The MOBS algorithm, which does not use a statistical method, was employed in the present study for LVF due to unavailability of a visual field normative database for LVF under development. Existing perimetry systems such as full-threshold algorithm, SITA, or zippy estimation by sequential testing (ZEST) algorithm to measure thresholds in visual field testing use algorithms requiring statistical databases.23 On the other hand, the MOBS algorithm allows visual field measurement with no statistical database. The MOBS algorithm is a binary search method that measures the minimum brightness level of the target that a subject can recognize by halving the range of target brightness with checking a mistake of the subject's response.7 The MOBS algorithm is a proper method for a new visual field testing system in the early stage of development, although it takes more time than the other algorithms to measure the threshold of each test location as it uses a binary method to reduce the scope of examination. Therefore, the MOBS algorithm would be used in LVF for a while until sufficient data is collected to construct a statistical database for a statistics-based algorithm such as SITA and ZEST to be applied to LVF to reduce the time of visual field testing.

Furthermore, use of a normative database of HFA to calculate the MD and PSD of LVF could affect the slightly lower AUC performance of LVF than HFA. Also, Fredette et al.24 reported that repeated measurements for baseline and follow-up evaluations would increase the reliability of visual field test. Single measurements of visual field testing were collected in the present study. If repeated measurements had been collected, the performance testing results might have shown a higher level of agreement.
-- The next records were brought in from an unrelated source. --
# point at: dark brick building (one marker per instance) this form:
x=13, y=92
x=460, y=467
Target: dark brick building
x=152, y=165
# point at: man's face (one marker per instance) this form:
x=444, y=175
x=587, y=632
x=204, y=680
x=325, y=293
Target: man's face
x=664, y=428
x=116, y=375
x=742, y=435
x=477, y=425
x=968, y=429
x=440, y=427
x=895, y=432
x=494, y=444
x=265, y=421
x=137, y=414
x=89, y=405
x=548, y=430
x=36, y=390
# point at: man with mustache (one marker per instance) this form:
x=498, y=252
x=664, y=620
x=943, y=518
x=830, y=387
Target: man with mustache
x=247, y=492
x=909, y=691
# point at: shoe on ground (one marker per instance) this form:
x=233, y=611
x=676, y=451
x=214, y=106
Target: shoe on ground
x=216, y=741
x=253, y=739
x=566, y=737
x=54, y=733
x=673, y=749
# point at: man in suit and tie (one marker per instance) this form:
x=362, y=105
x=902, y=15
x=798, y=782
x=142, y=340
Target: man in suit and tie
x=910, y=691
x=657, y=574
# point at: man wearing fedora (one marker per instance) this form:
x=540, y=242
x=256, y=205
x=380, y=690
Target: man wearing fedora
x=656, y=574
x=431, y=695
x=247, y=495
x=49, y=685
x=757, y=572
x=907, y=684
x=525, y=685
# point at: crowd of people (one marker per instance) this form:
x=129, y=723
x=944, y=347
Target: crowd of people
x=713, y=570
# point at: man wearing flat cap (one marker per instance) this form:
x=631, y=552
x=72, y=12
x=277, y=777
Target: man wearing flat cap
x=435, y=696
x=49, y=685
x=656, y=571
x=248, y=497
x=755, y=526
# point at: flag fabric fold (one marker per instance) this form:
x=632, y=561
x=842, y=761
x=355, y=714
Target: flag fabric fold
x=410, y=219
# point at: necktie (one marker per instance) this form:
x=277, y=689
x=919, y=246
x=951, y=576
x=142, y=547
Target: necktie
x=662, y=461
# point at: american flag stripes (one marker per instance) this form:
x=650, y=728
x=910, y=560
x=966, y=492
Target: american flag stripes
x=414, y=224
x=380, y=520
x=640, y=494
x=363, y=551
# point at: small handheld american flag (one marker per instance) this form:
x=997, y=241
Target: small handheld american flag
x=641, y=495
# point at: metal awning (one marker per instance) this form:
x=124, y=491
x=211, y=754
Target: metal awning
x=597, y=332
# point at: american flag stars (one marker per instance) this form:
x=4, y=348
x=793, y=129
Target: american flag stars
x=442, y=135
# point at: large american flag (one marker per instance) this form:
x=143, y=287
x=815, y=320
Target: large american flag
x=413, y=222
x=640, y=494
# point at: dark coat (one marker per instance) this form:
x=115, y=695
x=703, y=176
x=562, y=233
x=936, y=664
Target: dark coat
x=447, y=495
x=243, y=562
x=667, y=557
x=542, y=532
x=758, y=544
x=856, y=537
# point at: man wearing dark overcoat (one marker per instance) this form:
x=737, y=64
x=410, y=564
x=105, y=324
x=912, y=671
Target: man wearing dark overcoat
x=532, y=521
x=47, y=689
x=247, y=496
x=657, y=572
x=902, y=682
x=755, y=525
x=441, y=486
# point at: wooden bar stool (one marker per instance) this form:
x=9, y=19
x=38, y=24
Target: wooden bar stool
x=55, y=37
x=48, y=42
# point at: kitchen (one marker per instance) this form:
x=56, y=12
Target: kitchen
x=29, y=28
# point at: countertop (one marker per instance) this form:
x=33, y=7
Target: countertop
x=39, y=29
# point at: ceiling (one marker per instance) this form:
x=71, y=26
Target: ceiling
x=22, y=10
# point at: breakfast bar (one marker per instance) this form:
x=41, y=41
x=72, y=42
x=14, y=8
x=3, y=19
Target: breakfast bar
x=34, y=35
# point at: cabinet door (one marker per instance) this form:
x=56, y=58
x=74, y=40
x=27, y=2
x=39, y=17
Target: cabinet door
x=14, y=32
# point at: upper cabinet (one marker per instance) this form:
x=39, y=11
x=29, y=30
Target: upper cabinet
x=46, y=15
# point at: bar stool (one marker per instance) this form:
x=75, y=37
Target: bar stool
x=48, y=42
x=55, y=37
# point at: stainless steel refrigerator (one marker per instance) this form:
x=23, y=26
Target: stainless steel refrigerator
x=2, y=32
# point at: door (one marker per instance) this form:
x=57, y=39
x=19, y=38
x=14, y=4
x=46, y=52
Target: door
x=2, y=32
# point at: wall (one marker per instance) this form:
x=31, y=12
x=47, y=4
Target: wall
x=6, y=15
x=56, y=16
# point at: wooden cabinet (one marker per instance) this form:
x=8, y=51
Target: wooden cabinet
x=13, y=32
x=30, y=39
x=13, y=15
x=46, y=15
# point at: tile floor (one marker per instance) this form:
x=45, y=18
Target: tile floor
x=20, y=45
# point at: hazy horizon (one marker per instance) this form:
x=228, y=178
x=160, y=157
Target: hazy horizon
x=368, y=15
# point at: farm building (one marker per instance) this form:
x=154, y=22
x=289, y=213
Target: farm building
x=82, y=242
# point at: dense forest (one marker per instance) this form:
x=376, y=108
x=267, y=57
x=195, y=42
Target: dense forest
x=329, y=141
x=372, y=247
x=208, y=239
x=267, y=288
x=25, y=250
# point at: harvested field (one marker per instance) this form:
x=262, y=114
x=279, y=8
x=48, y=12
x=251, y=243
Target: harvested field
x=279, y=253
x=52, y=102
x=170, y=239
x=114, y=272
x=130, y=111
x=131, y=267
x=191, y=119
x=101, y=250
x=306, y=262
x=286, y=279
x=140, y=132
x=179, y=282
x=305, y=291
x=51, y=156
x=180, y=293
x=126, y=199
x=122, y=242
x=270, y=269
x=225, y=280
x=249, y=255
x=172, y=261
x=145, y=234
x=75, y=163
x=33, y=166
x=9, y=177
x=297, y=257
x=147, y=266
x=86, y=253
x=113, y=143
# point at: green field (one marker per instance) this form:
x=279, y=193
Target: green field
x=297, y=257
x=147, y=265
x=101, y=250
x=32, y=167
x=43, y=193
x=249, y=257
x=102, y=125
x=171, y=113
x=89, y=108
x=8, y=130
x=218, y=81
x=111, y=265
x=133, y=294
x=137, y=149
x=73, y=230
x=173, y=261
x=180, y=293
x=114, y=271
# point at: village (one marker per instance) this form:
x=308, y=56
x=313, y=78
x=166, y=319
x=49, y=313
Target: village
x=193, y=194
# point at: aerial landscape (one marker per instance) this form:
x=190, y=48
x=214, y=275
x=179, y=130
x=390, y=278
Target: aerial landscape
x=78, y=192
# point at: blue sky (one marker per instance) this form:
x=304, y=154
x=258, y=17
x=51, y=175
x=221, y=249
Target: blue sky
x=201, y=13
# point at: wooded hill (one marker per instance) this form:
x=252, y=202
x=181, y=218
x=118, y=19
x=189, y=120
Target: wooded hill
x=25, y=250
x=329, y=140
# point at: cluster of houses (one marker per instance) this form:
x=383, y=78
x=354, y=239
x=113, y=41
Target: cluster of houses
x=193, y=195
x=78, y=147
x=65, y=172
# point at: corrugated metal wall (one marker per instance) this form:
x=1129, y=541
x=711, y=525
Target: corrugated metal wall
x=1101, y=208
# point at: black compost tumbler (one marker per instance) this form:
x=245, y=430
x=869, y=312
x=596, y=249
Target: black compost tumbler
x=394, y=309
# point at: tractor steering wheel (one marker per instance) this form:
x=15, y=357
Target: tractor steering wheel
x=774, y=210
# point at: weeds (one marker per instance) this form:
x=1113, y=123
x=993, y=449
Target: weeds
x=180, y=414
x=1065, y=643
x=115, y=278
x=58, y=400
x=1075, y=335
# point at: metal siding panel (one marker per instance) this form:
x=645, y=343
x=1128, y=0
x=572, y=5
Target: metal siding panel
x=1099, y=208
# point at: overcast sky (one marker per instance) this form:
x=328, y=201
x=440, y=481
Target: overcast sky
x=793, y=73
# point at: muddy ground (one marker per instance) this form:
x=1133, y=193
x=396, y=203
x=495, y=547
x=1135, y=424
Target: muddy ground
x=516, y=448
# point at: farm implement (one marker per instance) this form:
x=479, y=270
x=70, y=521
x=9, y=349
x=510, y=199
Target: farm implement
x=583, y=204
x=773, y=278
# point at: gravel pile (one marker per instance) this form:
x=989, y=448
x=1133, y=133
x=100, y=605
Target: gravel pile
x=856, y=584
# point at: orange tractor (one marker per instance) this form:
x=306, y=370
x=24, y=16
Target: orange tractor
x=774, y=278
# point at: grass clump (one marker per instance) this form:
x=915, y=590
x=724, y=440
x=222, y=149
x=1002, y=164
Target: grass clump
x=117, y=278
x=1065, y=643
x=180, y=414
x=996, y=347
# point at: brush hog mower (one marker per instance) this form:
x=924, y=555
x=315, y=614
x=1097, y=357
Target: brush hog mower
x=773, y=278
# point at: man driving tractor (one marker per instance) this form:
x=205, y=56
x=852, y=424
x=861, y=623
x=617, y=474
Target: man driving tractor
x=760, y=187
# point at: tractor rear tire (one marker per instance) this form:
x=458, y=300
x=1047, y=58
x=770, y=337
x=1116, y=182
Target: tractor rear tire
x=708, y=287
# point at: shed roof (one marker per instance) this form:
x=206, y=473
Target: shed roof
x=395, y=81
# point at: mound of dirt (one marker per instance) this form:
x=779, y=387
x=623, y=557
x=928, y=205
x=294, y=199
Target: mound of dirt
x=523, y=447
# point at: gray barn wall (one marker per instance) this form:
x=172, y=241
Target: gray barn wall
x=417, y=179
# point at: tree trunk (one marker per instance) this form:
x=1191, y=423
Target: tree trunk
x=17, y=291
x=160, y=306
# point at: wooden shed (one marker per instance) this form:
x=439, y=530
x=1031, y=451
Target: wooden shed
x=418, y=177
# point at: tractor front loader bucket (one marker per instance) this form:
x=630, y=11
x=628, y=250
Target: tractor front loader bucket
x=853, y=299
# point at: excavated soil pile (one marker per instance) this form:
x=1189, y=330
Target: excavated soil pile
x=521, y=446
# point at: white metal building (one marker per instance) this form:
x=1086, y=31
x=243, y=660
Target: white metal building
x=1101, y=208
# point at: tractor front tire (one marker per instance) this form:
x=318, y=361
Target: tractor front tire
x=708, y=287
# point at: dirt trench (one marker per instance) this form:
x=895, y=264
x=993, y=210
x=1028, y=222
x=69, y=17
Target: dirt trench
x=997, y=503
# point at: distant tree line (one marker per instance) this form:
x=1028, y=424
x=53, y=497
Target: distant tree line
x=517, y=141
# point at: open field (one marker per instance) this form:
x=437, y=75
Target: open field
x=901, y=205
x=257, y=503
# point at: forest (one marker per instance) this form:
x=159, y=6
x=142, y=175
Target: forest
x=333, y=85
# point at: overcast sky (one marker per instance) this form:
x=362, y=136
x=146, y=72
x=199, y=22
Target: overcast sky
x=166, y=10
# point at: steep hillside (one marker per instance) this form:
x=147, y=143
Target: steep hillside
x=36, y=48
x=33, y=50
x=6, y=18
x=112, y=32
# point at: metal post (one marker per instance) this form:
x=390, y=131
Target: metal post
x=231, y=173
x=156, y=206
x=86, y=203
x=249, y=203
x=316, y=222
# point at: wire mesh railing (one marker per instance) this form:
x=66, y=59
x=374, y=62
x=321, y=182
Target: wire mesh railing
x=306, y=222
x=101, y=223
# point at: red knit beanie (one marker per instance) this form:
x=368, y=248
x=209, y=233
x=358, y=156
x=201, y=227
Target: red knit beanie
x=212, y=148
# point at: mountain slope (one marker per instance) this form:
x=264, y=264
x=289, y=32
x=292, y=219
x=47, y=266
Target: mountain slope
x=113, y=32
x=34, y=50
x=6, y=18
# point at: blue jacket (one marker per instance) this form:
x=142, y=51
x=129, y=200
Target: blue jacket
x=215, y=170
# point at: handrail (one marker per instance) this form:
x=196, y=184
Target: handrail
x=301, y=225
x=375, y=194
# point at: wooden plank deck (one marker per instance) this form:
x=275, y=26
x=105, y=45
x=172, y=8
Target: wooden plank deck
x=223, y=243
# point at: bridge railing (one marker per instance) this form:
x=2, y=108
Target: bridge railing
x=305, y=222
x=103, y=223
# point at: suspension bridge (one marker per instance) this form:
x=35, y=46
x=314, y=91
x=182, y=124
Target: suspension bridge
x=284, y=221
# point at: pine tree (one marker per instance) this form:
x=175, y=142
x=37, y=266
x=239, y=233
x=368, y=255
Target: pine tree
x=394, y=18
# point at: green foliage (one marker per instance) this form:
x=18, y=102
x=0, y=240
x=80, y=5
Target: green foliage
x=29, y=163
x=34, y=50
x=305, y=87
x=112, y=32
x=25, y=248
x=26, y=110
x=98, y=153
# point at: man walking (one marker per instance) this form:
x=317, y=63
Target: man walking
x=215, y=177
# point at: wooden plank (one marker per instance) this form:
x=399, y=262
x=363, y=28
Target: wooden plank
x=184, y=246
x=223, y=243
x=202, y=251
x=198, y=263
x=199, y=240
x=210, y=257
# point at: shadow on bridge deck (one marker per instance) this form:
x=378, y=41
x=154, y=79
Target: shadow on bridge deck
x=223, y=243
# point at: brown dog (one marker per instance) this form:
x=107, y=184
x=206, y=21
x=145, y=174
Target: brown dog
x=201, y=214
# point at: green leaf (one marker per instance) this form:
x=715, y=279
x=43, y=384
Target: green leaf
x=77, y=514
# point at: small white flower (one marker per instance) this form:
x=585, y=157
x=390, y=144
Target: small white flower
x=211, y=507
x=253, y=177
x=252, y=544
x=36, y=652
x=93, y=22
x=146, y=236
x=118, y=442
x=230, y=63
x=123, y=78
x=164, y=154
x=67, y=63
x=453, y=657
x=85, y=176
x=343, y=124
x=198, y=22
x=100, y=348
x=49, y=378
Lastly, further research is needed to better understand the differences between LVF and HFA and to establish an extensive normative database for LVF for better performance in testing and diagnosis of visual field. Future studies can examine if novel features of LVF such as affordable price, portability, active eye fixation control, and on-line reporting are advantageous in various contexts of use compared with HFA in terms of performance, accessibility, and usability. Lastly, the visual field test data of 202 normal eyes consisting of 30 to 52 eyes for each age stratum were used for a normative database for LVF, and thus more studies are needed in the future to establish an extensive normative database for LVF for better performance in testing and diagnosis in visual field.